Revenue cycle transformation has long been framed as a matter of technological advances. But in the AI-fueled era, the differentiator is shifting from individual technologies to enterprise operating model redesign, according to leaders from Mayo Clinic and Jefferson Health.
They described how their organizations are repositioning revenue cycle as a core component of care delivery, with AI serving as an accelerant rather than a strategy itself, during the panel session “Smarter RCM, Better Care for Patients” at digital healthcare conference ViVE.
“We’re entering a really important time where we start thinking about the work chart and not just the org chart for organizations,” said Patricia Henwood, MD, chief clinical officer and executive vice president at Jefferson Health in Philadelphia.
“For revenue cycle leaders that means mapping how work actually moves across the enterprise — from scheduling and authorization through coding, billing and payment — and then aligning decision rights and performance metrics accordingly,” she said. “It also requires an iterative approach in which workflows and technology evolve together rather than a traditional large-scale system deployment.”
The shift requires new organizational capabilities, including clear decision rights, cross-functional accountability and an operating model designed for continuous change.
Henwood describes such an approach as operationally complex, given the many decisions needed within each process, which likely have evolved naturally over the years, and that silos often exist between revenue cycle and care delivery processes.
The health system is redesigning the RCM processes as part of a sociotechnical transformation rather than a software implementation, said Henwood. She noted: In that model, AI enables scale — but only after workflows, roles and decision rights are redesigned.
“You have to be considering the people, the process and the technology,” she said. “If you think only AI technology is going to be the solution, you’re wrong.”

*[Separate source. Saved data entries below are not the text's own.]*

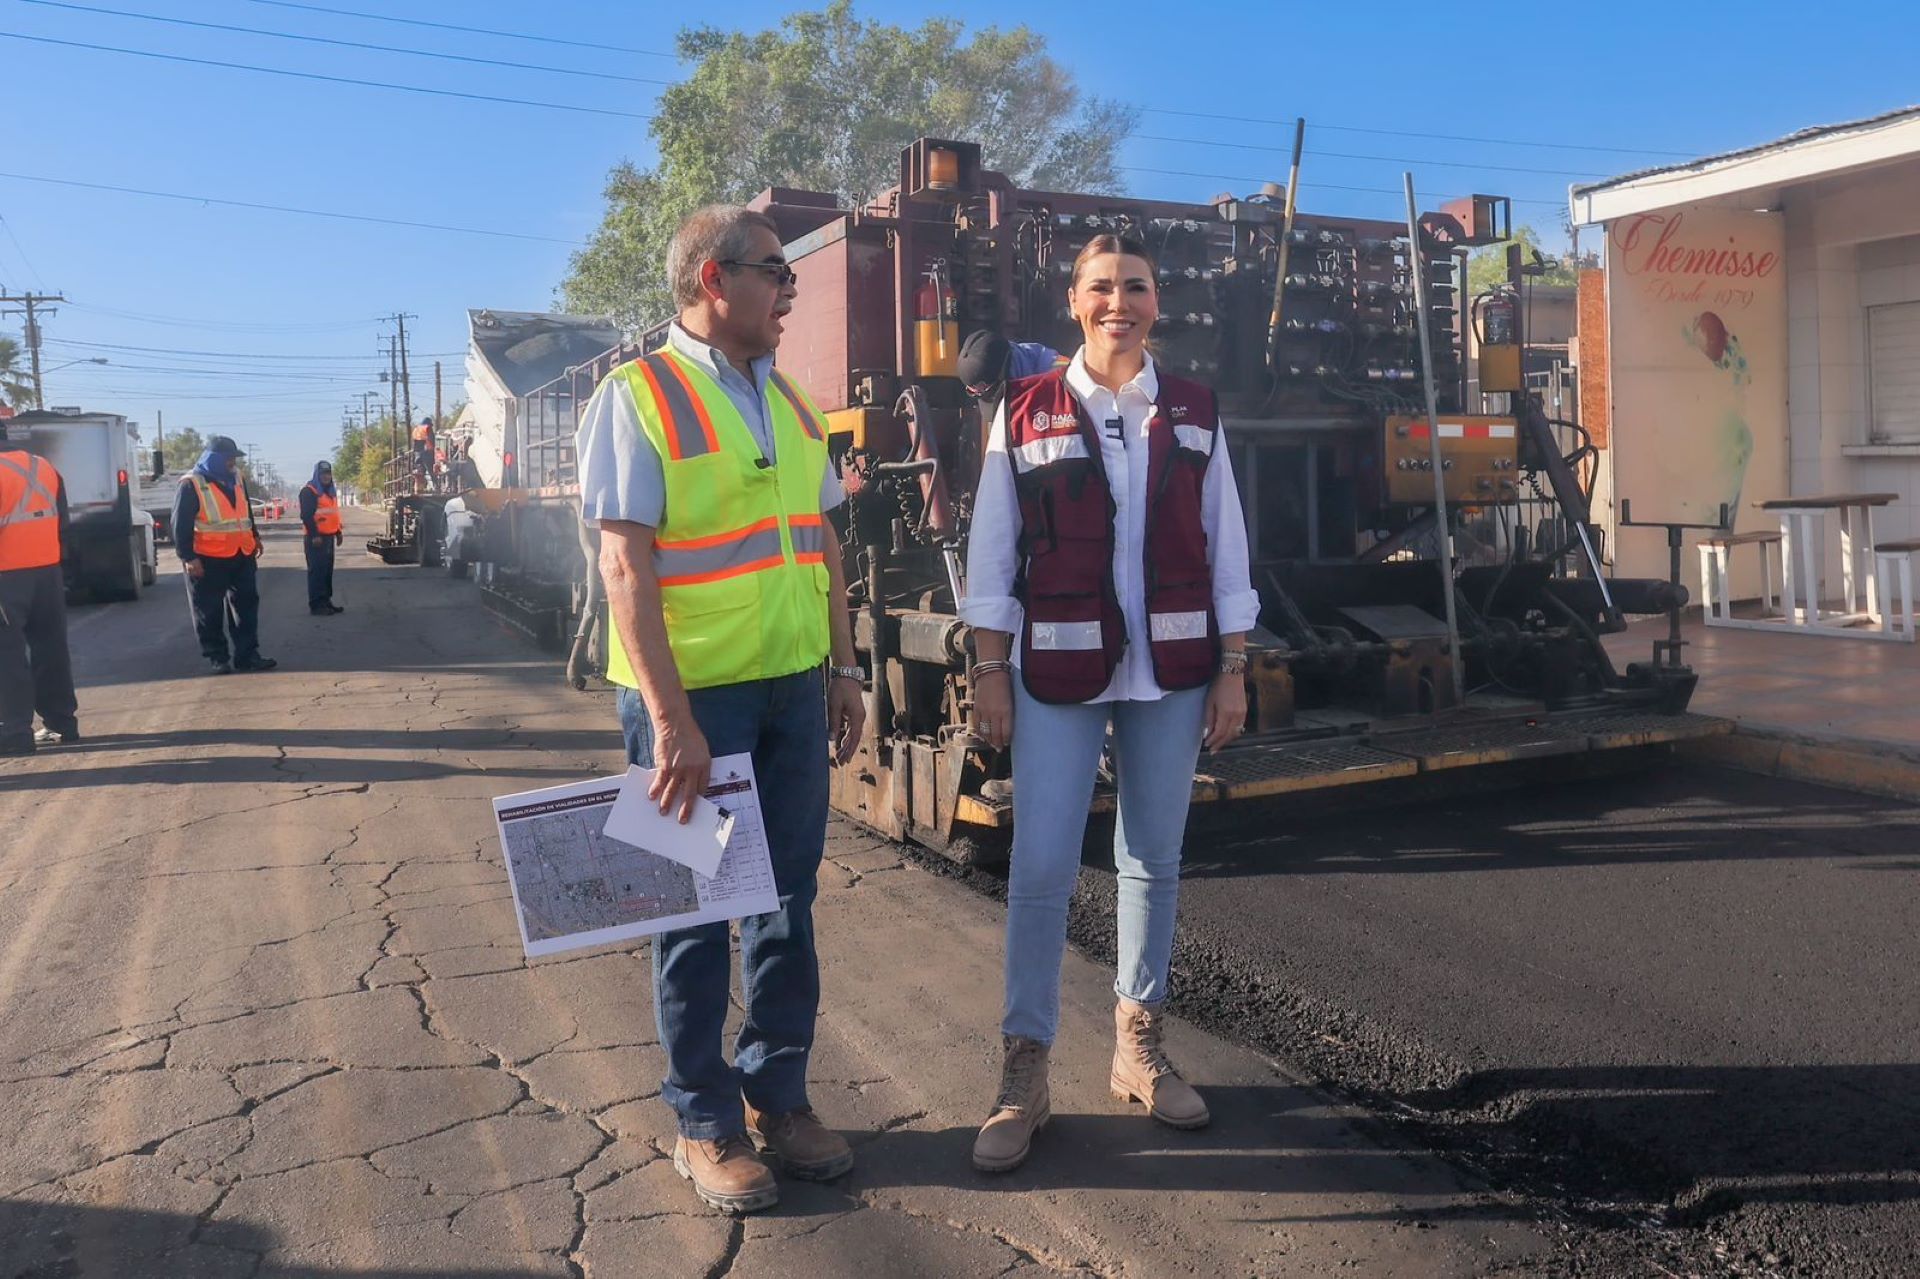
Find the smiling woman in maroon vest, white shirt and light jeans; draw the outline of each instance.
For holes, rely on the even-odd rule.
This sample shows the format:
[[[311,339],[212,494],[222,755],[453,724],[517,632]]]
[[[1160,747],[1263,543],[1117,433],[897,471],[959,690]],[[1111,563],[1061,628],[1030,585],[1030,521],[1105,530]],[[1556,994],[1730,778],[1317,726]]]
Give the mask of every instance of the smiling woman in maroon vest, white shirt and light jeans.
[[[1154,263],[1094,236],[1068,294],[1085,346],[995,417],[968,549],[973,732],[1014,745],[1000,1093],[973,1166],[1018,1168],[1048,1120],[1068,899],[1112,728],[1119,818],[1114,1095],[1173,1127],[1206,1102],[1160,1047],[1181,835],[1202,743],[1246,722],[1246,524],[1213,394],[1154,369]]]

Enterprise redesign requires governance discipline
That kind of enterprise RCM redesign depends on governance. For Rochester, Minnesota-based Mayo Clinic that has become an early priority, according to panelist Maneesh Goyal, COO.
Revenue cycle processes are increasingly interconnected, linking access, clinical operations, patient experience and workforce efficiency. The number of stakeholders demands a more systematic approach to improvement, he notes.
“Revenue cycle is not a singular thing,” Goyal said. “We treat it that way. But it’s not a singular thing. The way it plugs into day-to-day decision-making goes down into the individual departments and subspecialties across the organization. And so, you must implement change in a way that is both broad and respects the individual nuances of each area affected. And I think that sometimes gets lost when you try to paint (large-scale workflow redesign) with a broad brush.”
Strong governance can help drive a culture of high reliability, integrity and decision agility while also supporting complex change management and enabling the right customizations.
The road to revenue cycle workflow changes and AI adoption
This governance work is closely tied to another major shift discussed by the panel: moving revenue cycle performance upstream. Providers increasingly are preventing avoidable downstream work, embedding financial clearance processes earlier in the care journey and connecting front-end processes to mid-cycle and back-end performance.